The America’s SHIELD program application was submitted in response to a funding opportunity posted by the Advanced Research Projects Agency for Health (ARPA-H) in support of its Antigens Predicted for Broad Viral Efficacy through Computational Experimentation (APECx) Program. The primary awardee on the award is Erica Ollmann Saphire, PhD, Professor, President & CEO Center for Autoimmunity and Inflammation, Center for Cancer Immunotherapy, Center for Sex-based Differences in the Immune System, Center for Vaccine Innovation La Jolla Institute for Immunology (LJI). Co-PI is Jimmy Gollihar, PhD, Professor of Pathology and Genomic Medicine and Head of the Antibody Discovery & Accelerated Protein Therapeutics laboratory at Houston Methodist. Previous HHV vaccine efforts focused on one or more viral glycoproteins or complexes involved in entry, but HHVs have large DNA genomes encoding more than 10 surface glycoproteins and nearly 200 other genes for which we lack crucial information. The sheer number of possible vaccine antigens made traditional technologies untenable. In addition, it’s still unclear which conformations or combinations of these antigens are needed for robust immunity. The prior focus on neutralization of cell-free virus entry also ignores the needs of the >100 million Americans already latently infected who remain at risk of HHV-associated disease. Through the SHIELD program, researchers will develop an integrated sequence-, phylogeny-, structure-, and immunologically driven computational toolkit for antigen engineering with the potential to transform vaccine development against a myriad of pathogens with the potential to cause cancer. They will apply the toolkit to major public health and economic threats to Americans, the β- and γ-HHV.

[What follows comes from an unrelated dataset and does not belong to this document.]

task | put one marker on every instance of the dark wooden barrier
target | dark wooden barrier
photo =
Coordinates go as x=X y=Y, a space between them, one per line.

“A critical and innovative aspect to our strategy is the targeting of antigens essential to multiple stages of the virus life cycle—beyond initial entry—to also include cell-to-cell spread, immune evasion and the latency and reactivation stages linked to cancer, autoimmune disease and other complications,” said Dr. Gollihar. By integrating advanced computational models, structural predictions, and immunological data, SHIELD will enable the rapid design and optimization of immunogens against a myriad of viruses, including those with high mutation rates or novel structures. This comprehensive approach will significantly impact immunogen design and facilitate rapid responses to known and emerging viral threats, potentially transforming vaccine development and therapeutic approaches targeting these dangerous pathogens.